On the outside she conforms. You can't look at her and immediately see that she's not your bog-standard cishet; there's a comfort in being straight-passing, one I myself enjoyed until lately—and in fact am still enjoying, outwardly at least, for as long as I present to the school as 'Harry'. It's easy to see how Jessie has grown accustomed to this safety. I don't know what slurs she's been exposed to in her time. I know only that she's had her own plan—to stay in the closet, except to her best friends, until she's free of school and the writhing pit of bigots that inevitably forms amidst the dregs of any comprehensive; to avoid being a target for bigotry, by virtue of holding her tongue and pretending by omission to be something else—and here I am, threatening to torpedo it.

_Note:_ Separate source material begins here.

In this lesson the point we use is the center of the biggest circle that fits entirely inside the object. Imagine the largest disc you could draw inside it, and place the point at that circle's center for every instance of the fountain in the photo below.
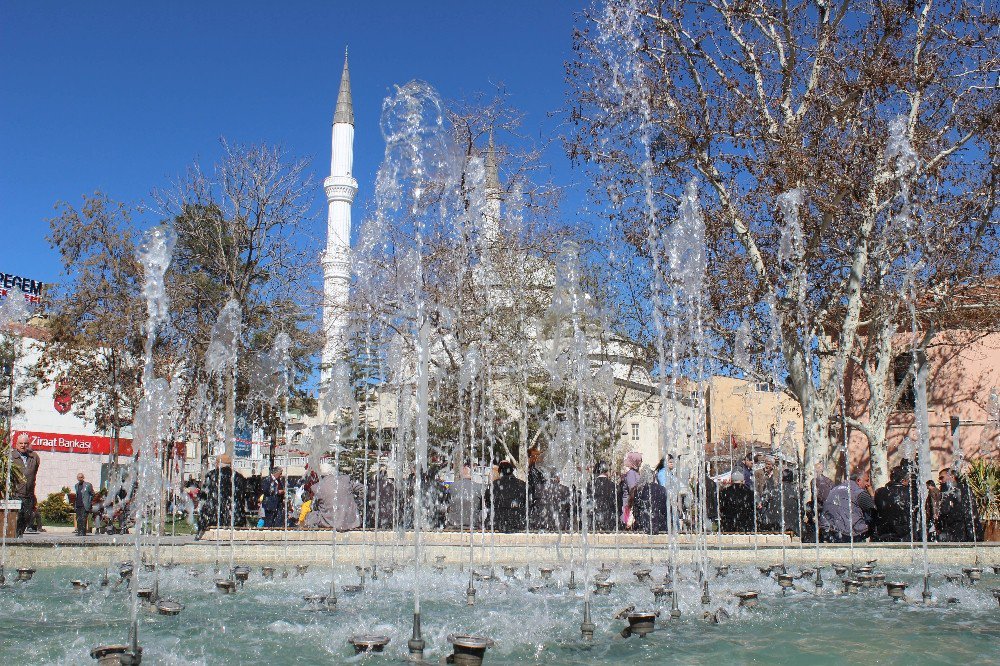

She's right, of course. If I'm out as trans, and we continue our public displays of affection, then we become—in the eyes of the student body—two girls in love with one another. Jessie, ergo, becomes not straight.
And while I've found pretending to be something I'm not intolerable, I'm also not Jessie. It's not my place to judge her life. Maybe she's carved out a comfort zone where she can be happy, and maybe that comfort zone is incompatible to my public transition.
Maybe, no matter what happens, one of us is destined to be the loser.